Enterprise value to EBITDA
In this last part of the series, we’ll take a quick look at the one-year forward EV/EBITDA (enterprise value to earnings before interest, taxes, depreciation, and amortization) multiple of Scientific Games (SGMS) relative to its peer companies. This should help you decide if it’s a good bet to invest in Scientific Games, or SGMS.
As of December 26, 2014, the company’s one-year forward EV/EBITDA stood at 7.3x. That’s lower than the multiples for gaming rivals Penn National Gaming (PENN), Pinnacle Entertainment (PNK), and International Game Technology (IGT).

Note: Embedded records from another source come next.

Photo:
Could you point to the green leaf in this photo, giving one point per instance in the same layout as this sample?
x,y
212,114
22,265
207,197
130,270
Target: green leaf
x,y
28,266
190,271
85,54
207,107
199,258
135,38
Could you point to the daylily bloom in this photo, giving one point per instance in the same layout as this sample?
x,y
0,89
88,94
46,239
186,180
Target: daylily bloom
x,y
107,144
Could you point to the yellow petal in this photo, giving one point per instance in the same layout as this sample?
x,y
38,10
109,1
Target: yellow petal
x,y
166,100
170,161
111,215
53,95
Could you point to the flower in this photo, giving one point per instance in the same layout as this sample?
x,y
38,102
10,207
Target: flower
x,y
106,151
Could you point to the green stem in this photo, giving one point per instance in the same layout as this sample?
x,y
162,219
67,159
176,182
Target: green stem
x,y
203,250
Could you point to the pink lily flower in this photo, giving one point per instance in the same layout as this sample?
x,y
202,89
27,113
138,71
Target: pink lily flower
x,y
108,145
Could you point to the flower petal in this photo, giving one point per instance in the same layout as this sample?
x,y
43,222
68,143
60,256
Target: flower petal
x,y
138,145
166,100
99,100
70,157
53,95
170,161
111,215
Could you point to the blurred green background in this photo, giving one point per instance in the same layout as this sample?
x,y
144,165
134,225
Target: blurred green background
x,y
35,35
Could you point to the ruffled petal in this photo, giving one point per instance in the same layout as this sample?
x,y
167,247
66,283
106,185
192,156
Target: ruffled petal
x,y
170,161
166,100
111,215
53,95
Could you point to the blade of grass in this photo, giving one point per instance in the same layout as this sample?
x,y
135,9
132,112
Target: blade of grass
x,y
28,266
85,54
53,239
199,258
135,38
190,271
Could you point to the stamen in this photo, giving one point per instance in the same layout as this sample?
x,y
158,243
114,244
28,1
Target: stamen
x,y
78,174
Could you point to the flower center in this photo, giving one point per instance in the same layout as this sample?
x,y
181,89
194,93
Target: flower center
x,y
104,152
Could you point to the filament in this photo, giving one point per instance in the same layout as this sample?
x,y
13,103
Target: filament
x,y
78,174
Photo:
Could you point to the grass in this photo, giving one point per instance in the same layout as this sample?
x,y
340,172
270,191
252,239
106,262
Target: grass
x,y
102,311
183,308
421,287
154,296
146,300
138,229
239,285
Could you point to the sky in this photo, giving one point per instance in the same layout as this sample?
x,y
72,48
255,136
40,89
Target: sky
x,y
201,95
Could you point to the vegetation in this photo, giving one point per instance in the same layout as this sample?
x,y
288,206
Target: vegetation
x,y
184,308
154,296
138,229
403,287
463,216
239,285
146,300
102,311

The above chart shows that SGMS’ valuation multiple dropped significantly the week ending December 26, 2014, even though its share price increased during this period. Wall Street analysts covering this company have increased their EBITDA estimates for 2015 during this period. Those same analysts are expected to increase consensus revenue estimates for SGMS by ~22% in 2015. And consensus EBITDA estimates should anticipate a ~45% increase 2015.
SGMS’s current valuation is lower than that of its competitors. This is likely because the market isn’t pricing in the company’s future earnings growth as projected by analysts who are expecting EBITDA growth of ~45% with an EBITDA margin of 41% in 2015.
However, one important factor that could be a concern for investors is the level of the company’s debt exposure. SGMS’ latest net debt-to-EBITDA stands at 10.7x, which is quite a lot higher than the industry average of about 5.0x. Also, for the three months ended September 2014, SGMS reported net losses of ~$70 million, even though revenues increased by a whopping 77% on a year-over-year basis.
Considering all these factors, SGMS’ share price direction in the near future could be uncertain. Investors who would like to avoid the risk of investing in a single casino company may instead opt to invest in the Consumer Discretionary Select Sector SPDR Fund (XLY).